Timing, it is said, is everything, and Councilman Garodnick’s timing is particularly attuned to the troubles suffered by the person currently holding the job, Comptroller John Liu.
“The comptroller’s office needs a reset,” Garodnick stated during his city hall press conference. He went on to say “the distractions over there” in the comptroller’s office had kept important issues like pension reform and audits from being seen through a political prism.
“That’s not fair to New York City taxpayers,” he said.
Since a fundraiser for Liu’s campaign was arrested last fall, serious doubts have been raised about the potential for Liu to run next year for the office he wants, which is mayor. After his campaign treasurer, Jenny Hou, was accused of trying to skirt campaign finance rules, some wondered if Liu would even be able to keep his job as comptroller.
Garodnick’s decision confirms the belief that at least he and those around him see Liu as mortally wounded, politically.
“It's a vote of no confidence from Garodnick, that's for sure,” said CUNY political science professor John Mollenkopf.
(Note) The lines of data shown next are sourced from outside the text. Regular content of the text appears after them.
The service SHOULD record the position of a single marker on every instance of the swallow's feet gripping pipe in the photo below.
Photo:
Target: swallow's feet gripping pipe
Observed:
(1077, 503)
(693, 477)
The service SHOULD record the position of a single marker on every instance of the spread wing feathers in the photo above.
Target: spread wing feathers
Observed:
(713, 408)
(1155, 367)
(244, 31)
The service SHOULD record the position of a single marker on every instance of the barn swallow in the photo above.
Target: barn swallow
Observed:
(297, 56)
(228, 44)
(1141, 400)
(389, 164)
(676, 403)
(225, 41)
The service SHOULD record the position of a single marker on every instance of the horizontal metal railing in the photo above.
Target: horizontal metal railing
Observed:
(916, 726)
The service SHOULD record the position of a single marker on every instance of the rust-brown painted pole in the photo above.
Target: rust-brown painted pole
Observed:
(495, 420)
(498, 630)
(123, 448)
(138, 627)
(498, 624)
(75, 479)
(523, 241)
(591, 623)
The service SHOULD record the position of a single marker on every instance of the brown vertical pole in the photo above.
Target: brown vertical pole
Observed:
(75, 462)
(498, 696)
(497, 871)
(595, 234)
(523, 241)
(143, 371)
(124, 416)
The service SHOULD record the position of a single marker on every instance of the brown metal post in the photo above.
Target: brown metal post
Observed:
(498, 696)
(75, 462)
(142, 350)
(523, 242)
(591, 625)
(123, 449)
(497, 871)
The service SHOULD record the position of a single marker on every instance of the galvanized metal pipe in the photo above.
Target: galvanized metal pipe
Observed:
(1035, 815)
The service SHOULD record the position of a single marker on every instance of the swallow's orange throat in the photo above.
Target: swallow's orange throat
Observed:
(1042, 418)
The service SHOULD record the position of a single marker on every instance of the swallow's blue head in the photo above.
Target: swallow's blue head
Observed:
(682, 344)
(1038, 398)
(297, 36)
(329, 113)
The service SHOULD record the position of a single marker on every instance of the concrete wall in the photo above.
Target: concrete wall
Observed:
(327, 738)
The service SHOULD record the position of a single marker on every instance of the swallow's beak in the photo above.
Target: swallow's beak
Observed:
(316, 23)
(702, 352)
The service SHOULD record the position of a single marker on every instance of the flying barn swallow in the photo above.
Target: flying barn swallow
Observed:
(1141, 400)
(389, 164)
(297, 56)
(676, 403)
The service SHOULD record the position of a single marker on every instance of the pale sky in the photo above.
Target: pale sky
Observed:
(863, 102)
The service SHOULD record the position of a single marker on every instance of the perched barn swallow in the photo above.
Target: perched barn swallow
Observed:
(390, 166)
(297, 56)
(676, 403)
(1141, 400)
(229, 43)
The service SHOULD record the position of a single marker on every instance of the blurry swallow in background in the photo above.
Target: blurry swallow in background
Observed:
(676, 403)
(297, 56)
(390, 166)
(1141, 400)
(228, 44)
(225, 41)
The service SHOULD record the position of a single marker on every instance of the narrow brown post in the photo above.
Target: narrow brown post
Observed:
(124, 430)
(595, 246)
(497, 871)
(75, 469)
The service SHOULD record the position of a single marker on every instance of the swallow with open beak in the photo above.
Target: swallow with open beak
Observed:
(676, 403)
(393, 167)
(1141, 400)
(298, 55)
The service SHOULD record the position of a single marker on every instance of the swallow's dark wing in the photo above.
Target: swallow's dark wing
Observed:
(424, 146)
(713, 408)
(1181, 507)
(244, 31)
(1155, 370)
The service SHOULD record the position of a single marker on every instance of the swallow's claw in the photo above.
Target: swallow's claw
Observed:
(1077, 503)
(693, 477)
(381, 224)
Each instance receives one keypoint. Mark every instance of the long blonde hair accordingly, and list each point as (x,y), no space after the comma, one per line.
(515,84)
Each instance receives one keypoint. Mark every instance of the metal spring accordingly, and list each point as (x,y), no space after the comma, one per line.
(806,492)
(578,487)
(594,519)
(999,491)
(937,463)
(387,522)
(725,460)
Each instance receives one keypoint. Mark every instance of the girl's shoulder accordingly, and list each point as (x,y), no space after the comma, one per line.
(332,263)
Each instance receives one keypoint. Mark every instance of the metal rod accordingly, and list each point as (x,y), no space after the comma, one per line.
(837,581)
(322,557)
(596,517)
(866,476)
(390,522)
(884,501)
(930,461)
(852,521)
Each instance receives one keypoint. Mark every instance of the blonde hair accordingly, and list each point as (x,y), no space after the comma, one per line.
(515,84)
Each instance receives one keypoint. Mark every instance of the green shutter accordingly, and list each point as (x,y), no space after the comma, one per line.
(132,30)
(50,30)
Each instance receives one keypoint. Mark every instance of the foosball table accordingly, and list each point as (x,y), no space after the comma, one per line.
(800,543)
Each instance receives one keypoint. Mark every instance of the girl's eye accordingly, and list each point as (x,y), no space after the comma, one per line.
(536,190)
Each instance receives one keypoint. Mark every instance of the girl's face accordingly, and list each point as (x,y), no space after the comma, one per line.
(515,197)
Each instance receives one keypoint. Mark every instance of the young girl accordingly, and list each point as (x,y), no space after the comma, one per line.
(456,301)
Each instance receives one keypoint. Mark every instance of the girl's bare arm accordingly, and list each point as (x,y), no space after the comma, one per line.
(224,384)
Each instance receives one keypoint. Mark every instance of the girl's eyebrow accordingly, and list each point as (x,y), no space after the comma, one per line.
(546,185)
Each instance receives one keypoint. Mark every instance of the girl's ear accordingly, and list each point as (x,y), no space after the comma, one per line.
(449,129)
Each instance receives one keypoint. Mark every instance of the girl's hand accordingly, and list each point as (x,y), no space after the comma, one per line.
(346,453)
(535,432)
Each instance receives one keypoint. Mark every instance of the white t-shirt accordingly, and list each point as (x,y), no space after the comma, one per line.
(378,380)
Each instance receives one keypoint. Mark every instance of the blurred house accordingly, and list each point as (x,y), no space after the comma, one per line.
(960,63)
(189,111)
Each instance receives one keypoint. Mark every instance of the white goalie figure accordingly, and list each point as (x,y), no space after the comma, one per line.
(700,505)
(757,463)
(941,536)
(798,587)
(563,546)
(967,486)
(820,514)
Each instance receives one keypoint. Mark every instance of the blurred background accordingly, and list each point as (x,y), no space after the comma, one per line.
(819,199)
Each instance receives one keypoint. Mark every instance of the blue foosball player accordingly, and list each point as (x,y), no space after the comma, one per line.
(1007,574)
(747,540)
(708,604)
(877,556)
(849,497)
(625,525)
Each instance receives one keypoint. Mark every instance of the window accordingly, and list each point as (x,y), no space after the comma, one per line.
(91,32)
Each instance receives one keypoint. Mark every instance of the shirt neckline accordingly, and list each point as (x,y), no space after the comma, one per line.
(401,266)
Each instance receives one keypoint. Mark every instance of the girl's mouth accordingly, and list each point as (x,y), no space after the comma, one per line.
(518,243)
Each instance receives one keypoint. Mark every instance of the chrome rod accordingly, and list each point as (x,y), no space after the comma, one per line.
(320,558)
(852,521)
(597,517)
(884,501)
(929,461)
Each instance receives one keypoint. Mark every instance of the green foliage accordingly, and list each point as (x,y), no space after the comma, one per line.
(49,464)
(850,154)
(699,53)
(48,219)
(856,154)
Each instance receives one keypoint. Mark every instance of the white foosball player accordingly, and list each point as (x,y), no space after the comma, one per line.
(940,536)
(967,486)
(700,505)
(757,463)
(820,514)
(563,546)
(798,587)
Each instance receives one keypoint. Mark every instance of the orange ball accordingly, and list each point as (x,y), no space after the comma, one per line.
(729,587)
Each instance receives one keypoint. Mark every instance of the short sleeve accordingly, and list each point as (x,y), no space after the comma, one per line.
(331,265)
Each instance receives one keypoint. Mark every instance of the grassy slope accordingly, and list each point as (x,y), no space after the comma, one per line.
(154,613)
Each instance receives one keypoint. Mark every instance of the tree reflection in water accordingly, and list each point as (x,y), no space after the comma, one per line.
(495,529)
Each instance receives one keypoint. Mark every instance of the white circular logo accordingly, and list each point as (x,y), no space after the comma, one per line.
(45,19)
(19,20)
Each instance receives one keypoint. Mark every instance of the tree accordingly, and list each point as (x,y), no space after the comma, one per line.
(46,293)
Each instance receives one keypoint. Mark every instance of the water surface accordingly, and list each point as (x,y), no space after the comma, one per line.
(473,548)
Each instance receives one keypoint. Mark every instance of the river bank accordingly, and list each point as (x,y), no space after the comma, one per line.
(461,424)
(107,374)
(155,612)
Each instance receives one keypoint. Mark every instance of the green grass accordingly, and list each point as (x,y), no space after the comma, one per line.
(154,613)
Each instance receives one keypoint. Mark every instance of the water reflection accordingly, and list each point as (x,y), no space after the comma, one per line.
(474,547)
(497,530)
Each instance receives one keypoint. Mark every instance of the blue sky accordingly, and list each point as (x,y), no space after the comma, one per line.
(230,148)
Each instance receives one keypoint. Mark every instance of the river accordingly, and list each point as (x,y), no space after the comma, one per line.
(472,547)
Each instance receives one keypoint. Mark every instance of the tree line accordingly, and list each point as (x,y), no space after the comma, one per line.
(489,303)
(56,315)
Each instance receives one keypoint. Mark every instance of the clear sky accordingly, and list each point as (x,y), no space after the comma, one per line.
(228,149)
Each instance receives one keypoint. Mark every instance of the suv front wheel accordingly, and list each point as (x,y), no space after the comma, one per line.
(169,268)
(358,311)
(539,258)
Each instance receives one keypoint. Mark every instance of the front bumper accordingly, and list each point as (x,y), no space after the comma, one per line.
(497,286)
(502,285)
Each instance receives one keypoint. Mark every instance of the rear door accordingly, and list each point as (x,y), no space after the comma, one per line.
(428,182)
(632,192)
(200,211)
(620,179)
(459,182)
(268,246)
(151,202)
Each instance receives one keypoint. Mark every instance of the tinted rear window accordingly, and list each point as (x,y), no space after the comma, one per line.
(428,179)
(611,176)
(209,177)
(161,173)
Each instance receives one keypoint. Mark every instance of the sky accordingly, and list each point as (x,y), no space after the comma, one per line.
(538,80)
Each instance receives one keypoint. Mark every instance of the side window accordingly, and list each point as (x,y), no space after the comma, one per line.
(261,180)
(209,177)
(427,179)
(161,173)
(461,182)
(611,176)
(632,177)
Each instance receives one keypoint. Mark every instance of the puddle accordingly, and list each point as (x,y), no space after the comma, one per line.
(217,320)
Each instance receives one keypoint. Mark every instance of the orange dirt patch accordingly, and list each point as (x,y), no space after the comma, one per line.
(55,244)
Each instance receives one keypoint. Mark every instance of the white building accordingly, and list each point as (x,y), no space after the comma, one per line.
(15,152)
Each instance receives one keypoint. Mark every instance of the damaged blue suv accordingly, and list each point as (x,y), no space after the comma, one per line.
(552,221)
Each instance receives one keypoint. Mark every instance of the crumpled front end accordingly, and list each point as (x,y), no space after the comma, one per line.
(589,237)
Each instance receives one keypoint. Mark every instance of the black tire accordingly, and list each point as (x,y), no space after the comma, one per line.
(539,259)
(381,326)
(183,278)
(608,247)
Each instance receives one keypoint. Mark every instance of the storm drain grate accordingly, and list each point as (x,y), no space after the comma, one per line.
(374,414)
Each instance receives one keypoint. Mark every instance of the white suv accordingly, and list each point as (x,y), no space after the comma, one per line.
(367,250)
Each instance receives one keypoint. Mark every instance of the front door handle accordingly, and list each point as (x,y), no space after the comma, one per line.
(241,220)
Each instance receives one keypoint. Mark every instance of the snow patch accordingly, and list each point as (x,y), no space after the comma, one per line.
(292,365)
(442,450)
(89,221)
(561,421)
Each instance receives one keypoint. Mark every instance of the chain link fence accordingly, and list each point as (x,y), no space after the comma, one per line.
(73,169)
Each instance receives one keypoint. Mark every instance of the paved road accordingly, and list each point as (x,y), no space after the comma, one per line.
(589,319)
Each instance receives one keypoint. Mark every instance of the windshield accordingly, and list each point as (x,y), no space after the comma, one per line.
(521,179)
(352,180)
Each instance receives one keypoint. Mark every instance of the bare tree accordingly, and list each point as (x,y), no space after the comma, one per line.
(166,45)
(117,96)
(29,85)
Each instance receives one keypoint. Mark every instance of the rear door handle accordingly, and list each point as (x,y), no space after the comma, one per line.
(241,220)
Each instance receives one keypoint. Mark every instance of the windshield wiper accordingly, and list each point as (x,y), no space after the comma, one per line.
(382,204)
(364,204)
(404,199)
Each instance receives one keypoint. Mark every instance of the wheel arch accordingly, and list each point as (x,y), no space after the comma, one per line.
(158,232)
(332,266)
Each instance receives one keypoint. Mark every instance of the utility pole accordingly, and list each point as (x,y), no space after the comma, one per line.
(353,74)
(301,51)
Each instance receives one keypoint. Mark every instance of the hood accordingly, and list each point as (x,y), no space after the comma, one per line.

In particular, observers say, the possibility—some think inevitability—of another member of Liu’s team being arrested in the ongoing investigation is something Garodnick, who is casting himself as a kind of reformer, could be counting on.
“Garodnick wants to get out there in front of the inevitable Chung Seto indictment,” said one Democratic insider, referring to a top political adviser who has been in the New York Post’s crosshairs this week. “He's trying to carve out a territory as the clean-cut reform, against the backdrop where two of the last three comptrollers—either themselves or one of their close associates—have been indicted.”
Actually three out of the last four comptrollers—Elizabeth Holtzman, Alan Hevesi, Bill Thompson, and now John Liu—have come under some cloud of suspicion at one point or another, with Hevesi holding off until he was in the state comptroller’s office.
As it stands, Liu appears to remain fully committed to pursuing his goal of mayor. If the current comptroller remains out of the race to become the re-elected comptroller, there’s a good chance Garodnick and any of the other candidates likely to join the race in the future will find plenty of fodder in Liu’s current and, possibly, future political troubles to use in their announcement speeches.